VMware Cloud Community
cykVM
Expert
Expert

HP Proliant DL380e Gen8, HP OEM VMWare ESXi 5.5 Update 2 keeps crashing (PSOD)

Hello everyone,

I maintain a single VMWare host running vSphere 5.5 (ESXi) Update 2 OEM HP version at the moment for a mid-size charity.

The hardware in use:

HP Proliant DL380e Gen8 (bought brand new in August 2014), HP SmartArray B320i storage controller, HP H222 host bus adapter (only a HP Ultrium4 tape drive connected to that), HP Intel 4port NIC 366i, 32GB RAM, 2 Quadcore Intel Xeon E5-2407

The box was initially installed and configured in August using HP OEM vSphere 5.5 Update 1 installation CD. vSphere is installed on the RAID array configured on the B320i controller.

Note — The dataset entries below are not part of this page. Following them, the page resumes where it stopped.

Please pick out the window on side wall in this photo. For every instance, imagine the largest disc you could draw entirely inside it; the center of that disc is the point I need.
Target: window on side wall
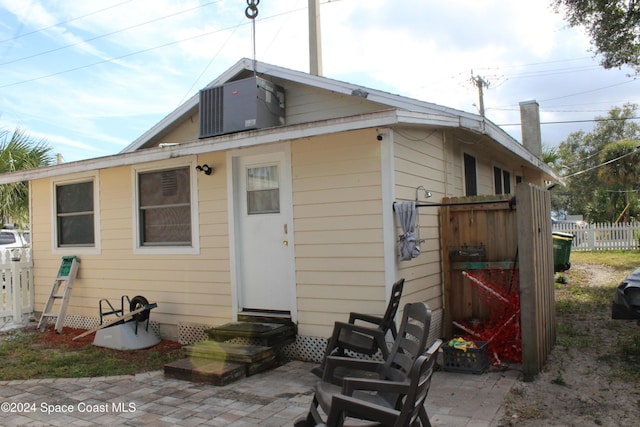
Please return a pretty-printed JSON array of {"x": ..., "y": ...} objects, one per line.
[
  {"x": 75, "y": 216},
  {"x": 470, "y": 175},
  {"x": 501, "y": 181},
  {"x": 164, "y": 206}
]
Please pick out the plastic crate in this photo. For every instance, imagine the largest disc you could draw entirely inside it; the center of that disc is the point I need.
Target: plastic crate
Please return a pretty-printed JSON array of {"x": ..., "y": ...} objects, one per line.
[{"x": 474, "y": 360}]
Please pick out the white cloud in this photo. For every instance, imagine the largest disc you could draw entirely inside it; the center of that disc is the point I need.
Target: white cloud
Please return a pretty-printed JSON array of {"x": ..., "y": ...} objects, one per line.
[{"x": 144, "y": 57}]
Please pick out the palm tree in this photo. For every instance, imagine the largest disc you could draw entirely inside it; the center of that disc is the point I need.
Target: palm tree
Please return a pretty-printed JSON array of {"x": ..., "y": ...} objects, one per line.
[{"x": 18, "y": 151}]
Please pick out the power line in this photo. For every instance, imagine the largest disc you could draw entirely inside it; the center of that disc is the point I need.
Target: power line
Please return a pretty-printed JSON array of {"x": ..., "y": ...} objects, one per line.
[
  {"x": 64, "y": 22},
  {"x": 13, "y": 61},
  {"x": 602, "y": 164},
  {"x": 116, "y": 58},
  {"x": 576, "y": 121}
]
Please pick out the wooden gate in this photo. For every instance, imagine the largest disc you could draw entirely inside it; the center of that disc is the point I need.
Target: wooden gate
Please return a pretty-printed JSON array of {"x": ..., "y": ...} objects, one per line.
[{"x": 510, "y": 245}]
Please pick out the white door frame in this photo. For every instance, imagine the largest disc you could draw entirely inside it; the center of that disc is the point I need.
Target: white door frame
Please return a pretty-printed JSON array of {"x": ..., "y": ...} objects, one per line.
[{"x": 233, "y": 157}]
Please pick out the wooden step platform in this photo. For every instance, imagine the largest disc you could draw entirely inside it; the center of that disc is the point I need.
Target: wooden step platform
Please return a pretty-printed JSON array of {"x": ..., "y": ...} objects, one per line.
[
  {"x": 267, "y": 334},
  {"x": 209, "y": 371},
  {"x": 219, "y": 362}
]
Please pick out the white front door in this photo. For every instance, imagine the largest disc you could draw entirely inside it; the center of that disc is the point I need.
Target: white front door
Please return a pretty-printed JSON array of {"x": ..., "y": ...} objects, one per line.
[{"x": 264, "y": 234}]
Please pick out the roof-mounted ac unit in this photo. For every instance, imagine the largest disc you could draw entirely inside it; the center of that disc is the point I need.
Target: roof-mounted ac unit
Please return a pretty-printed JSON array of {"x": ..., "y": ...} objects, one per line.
[{"x": 240, "y": 105}]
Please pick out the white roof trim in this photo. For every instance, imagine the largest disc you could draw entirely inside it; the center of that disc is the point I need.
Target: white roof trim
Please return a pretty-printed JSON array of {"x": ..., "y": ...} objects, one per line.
[
  {"x": 276, "y": 134},
  {"x": 393, "y": 101}
]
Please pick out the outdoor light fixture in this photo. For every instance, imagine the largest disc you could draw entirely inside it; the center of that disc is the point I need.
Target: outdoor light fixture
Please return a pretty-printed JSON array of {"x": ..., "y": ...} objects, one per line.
[{"x": 205, "y": 168}]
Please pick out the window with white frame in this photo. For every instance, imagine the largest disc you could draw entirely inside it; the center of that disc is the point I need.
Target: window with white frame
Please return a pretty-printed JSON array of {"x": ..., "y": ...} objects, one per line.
[
  {"x": 164, "y": 206},
  {"x": 75, "y": 216},
  {"x": 501, "y": 181},
  {"x": 470, "y": 175}
]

A VMWare Essentials license is also in use/installed.

It's running 3 Windows 2008 R2 VMs (DC, Exchange 2010 and a backup server with Backup Exec 2010 R3 [I know this is not a recommended/supported configuration, but it worked with 5.5 U1 without issues]) besides 2 Debian Linux VMs.

2 weeks ago during weekend maintenance I first installed the latest HP SPP (Service Pack for Proliant) Sept. 2014 which provided several firmware updates for e.g. the B320i, the 366i NIC etc.

After that I performed an upgrade instalölation of vSphere HP OEM 5.5 Update 2 version, which was also released by HP beginning of Sept..

All those setup/update procedures went through without any issues, error messages or crashes.

The host was running fine for 3 days and suddenly crashed with a PSOD stating: PCPU 0: no heartbeat (2/2 IPIs received) [unfortunately I did not take a screenshot]

I reset/rebooted the host through iLo4 console and kept an eye on the server the next days.

The first PSOD took place during daily (nightly) backup on the connected tape drive.

On the following Friday/Saturday night (about 2 days later) it crashed again with the following PSOD - again with PCPU 0: no heartbeat (2/2 IPIs received):

PSOD1.PNG

So I started investigating this, found some hints here in the VMWare communities leading to recommended BIOS settings of HP Proliant servers and checked the actual settings and changed the values to the recommended ones. The server was running fine without gliutches for about 16 hours then crashed again with this PSOD:

PSOD2.PNG

I continued investigation, and especially took an eye on power management setting in BIOS, vSphere and in the Windows VMs.

Also checked installed firnware versions of the storage controllers and NIC and driver versions in use. All OK there (as recommended in HP VMWare recipe Sept. 2014).

Server was running fine for about a week after the reboot then another PSOD early this morning at about 3 a.m.:

PSOD3.PNG

The server/VMs were mostly idle at this time, no heavy I/O activity.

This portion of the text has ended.